I’ve been reciting and memorizing verse for almost as long as I can remember, everything from ditties to Shakespeare’s soliloquies. The first poem I memorized, I was nine, was Robert Frost’s Stopping by the Woods on a Snowy Evening3; I can still remember it, nine years later.
More recently, I memorize any poem that moves me enough to want to keep with me. Like William Ernest Henley’s Invictus4, it’s a good one for hard days, a great confidence booster. And Sara Kay’s Point B5, a powerful poem that embraces life and its vastness in a mere matter of words.
And after all this time memorizing and reciting, poetry I have inadvertently developed a memorizing process. There are a few steps for ingraining a poem into your mind; so jump in, and immerse yourself in poetry.
Choosing a poem:
This may be the most difficult step because there are many poems, many poets, many topics. It can be hard to figure out where to start.
Start with what you know. Make a list of the poets and poetry you are familiar with. If you are completely new to the world of poetry, make a list of topics that impassion you (nature, or justice, or sadness).
Then do your research. Go to the library, find the reference desk or look for the poetry section, look through the books, listen for poems that grab you especially. Or you can also search for poems on websites like the Poetry Foundation6.
Familiarizing:
Memorizing a poem really only works when you get to know a poem, really know a poem. There are two ways to become familiar with a particular piece of work.
Read yourself between the lines. How do you fit into the poem? By a feeling, a desire, a memory? Imagine yourself inside the poem, try to “become one with the poem”.
Translate. Some poems are written in language different from our everyday speech. So take ten minutes to translate the poem into words you’d use in your daily life. For example, here is a section of Helena’s monologue from A Midsummer Night’s Dream I’ve “interpreted”:
Original text: “Things base and vile, holding no quantity, love can transpose to form and dignity. Love looks not with the eyes but with the mind.”
My interpretation: Love can make terrible things into some of the best qualities. And that’s probably because love is blind.
Memorization:
Memorizing a poem is a process. Once you have a poem and feel comfortable with it you are ready to memorize.
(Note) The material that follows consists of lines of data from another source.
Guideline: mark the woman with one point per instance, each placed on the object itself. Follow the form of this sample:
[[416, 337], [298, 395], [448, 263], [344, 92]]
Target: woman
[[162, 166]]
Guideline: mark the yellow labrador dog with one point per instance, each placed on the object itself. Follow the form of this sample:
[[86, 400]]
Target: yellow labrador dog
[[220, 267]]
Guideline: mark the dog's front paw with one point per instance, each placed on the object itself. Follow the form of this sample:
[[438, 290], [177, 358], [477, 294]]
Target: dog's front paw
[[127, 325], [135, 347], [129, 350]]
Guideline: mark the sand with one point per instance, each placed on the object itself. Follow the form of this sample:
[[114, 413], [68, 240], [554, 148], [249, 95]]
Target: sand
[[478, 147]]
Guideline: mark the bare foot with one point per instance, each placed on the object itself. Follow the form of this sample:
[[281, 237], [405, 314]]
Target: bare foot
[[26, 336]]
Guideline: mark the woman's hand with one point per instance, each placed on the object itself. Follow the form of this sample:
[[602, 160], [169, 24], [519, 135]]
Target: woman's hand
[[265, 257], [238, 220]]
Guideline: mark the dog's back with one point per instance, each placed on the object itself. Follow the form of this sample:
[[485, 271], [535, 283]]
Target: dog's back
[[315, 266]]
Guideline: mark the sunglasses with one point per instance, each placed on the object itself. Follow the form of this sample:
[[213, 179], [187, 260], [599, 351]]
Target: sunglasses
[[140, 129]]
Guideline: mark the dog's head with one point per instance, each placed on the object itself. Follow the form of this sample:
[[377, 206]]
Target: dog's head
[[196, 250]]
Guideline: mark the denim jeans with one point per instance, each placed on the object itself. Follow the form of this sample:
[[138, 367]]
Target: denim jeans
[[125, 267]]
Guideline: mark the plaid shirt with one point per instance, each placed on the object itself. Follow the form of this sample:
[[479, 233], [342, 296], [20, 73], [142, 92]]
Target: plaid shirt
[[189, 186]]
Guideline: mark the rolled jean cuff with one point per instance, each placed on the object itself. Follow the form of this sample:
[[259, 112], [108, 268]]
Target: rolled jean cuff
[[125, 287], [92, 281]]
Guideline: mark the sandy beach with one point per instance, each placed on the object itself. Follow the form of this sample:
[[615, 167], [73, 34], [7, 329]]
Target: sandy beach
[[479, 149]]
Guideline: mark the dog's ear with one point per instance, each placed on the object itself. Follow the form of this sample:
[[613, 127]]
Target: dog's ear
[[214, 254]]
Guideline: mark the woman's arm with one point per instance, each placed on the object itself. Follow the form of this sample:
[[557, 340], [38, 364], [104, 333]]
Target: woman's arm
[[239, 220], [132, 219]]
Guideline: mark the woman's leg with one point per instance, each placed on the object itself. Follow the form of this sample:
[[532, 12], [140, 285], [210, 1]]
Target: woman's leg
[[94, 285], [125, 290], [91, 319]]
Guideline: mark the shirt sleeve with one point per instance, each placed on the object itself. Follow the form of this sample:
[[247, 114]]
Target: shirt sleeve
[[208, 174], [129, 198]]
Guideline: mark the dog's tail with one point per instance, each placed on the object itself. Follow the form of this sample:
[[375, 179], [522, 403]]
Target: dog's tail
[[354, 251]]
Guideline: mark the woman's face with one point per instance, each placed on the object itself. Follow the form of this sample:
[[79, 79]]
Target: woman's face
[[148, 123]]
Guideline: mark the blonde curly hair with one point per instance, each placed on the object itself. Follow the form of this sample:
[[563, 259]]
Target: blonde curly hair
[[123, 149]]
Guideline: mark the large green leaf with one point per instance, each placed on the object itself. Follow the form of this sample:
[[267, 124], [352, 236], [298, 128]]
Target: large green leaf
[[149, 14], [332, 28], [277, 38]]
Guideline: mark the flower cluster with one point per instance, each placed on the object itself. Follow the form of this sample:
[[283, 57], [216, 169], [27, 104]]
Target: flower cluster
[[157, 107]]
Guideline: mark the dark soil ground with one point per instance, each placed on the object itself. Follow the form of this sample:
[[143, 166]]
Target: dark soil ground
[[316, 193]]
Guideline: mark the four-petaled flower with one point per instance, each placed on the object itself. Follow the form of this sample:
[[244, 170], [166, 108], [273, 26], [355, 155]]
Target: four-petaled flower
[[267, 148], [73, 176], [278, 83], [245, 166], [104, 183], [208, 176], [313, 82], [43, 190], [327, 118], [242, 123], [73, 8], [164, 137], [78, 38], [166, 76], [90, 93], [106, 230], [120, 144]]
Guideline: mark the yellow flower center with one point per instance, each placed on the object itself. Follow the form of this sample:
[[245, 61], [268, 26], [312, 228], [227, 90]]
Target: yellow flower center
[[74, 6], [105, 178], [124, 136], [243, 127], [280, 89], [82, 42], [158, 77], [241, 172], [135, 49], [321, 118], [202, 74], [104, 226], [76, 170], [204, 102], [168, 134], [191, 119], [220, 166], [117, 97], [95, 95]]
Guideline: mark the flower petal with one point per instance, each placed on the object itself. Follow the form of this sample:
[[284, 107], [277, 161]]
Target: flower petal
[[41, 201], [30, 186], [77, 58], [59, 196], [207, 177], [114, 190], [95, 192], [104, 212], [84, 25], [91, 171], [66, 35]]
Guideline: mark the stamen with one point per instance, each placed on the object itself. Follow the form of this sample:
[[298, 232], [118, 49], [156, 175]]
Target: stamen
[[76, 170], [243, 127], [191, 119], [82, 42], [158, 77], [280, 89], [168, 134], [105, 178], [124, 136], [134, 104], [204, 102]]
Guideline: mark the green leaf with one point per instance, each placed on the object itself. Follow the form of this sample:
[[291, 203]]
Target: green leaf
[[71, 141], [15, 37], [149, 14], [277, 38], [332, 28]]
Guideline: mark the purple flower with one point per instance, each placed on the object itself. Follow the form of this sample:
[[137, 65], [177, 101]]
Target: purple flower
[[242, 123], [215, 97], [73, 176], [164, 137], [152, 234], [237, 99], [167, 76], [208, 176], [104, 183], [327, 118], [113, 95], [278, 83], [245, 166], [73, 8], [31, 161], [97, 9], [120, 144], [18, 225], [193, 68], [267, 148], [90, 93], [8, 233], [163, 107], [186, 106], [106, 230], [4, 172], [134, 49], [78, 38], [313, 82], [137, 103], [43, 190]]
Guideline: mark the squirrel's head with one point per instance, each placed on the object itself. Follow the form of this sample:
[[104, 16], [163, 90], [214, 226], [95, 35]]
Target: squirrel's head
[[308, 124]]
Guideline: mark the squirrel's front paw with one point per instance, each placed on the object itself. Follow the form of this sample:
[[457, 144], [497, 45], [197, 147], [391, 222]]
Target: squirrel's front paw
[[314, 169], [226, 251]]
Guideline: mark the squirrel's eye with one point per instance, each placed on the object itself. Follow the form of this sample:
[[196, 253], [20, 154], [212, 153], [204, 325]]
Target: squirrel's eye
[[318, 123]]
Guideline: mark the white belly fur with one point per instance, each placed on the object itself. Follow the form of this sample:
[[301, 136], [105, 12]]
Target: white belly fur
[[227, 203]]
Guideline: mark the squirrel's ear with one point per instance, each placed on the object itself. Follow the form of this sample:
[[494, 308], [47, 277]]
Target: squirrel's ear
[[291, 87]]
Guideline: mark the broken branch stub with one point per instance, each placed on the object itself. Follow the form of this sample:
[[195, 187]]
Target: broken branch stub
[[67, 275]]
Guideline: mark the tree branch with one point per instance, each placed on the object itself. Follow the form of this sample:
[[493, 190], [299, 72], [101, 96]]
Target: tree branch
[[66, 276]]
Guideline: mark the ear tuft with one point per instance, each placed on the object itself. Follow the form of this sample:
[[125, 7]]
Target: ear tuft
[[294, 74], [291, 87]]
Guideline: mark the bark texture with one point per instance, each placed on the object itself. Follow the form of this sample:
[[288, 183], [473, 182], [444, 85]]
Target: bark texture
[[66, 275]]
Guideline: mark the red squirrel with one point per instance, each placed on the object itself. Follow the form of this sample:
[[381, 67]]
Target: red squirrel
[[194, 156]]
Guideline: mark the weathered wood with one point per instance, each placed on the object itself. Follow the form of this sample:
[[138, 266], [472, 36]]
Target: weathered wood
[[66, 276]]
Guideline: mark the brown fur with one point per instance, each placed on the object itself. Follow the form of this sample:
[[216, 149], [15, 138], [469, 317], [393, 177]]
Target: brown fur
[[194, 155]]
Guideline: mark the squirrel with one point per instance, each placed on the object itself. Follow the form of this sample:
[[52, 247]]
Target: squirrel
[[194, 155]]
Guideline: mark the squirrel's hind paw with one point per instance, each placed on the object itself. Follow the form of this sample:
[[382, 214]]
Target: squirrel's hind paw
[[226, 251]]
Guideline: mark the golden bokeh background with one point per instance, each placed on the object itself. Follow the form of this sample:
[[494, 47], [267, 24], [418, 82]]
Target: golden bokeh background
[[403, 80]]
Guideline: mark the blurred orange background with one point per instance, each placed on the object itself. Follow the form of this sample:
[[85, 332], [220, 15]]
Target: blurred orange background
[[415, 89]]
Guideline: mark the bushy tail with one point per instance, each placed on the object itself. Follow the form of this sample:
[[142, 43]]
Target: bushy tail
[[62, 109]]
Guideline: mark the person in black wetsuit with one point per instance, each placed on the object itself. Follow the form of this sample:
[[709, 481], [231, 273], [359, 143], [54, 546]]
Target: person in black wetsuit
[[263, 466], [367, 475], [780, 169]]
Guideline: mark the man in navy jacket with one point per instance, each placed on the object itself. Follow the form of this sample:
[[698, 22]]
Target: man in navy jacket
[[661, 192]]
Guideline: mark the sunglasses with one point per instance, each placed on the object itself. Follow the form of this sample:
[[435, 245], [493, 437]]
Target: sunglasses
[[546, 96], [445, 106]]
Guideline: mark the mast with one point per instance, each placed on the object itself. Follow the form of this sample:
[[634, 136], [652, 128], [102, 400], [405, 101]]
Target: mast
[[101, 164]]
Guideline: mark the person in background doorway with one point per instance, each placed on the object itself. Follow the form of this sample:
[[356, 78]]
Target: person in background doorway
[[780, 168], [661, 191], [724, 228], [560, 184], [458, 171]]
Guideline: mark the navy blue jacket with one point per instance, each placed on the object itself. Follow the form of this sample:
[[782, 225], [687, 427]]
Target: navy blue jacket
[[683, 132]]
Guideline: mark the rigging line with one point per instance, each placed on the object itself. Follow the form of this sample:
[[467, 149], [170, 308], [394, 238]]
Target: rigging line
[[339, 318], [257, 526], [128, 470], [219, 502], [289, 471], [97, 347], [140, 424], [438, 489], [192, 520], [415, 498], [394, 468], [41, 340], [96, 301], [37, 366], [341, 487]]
Split the poem into reasonable sized chunks. Separate the poem into sections between 2 and 6 lines long. If the poem has clear stanzas, separate it by those. Stanzas are usually four or more lines, but sometimes they are less. And with poems that rhyme, splitting this way can really help.
Memorize one section per day (or in any other time unit you would like, but days work best). You can write the section down repeatedly, recite it in your head, recite it out loud. By the evening you should be able to know what you’ve memorized inside and out.
Record yourself reciting the poem. You can voice or video record yourself reciting the poem as you go and listen to, or watch, it, over and over. This is a mental and more interactive version of rote memorization, and I’ve found that it works better.
Add on.On day two, once you’ve memorized the day’s section recite all the parts of the poem you have in your head. On the last day of memorizing you’ll be reciting the entire poem.
Retention:
Now, if you want to retain the poem, for a long time, you’ll have to recite it often, to yourself, or to others. So, weeks and months and years after you’ve initially memorized, come back and remember why you chose to make this poem a part of you.
This is a process that I’ve found to be successful, but you can also find your own way. In fact, please find your own way, because poetry is a very personal thing, it helps make sense of all the vastness, the beauty, and the pain around us.
Poet, activist, librarian, Audre Lorde articulates how important all this poetical expansiveness is in her Essay “Poetry is Not a Luxury”7,
“For women, then, poetry is not a luxury. It is a vital necessity of our existence. It forms the quality of the light within which we predicate our hopes and dreams toward survival and change, first made into language, then into idea, then into more tangible action. Poetry is the way we help give name to the nameless so it can be thought. The farthest external horizons of our hopes and fears are cobbled by our poems, carved from the rock experiences of our daily lives.”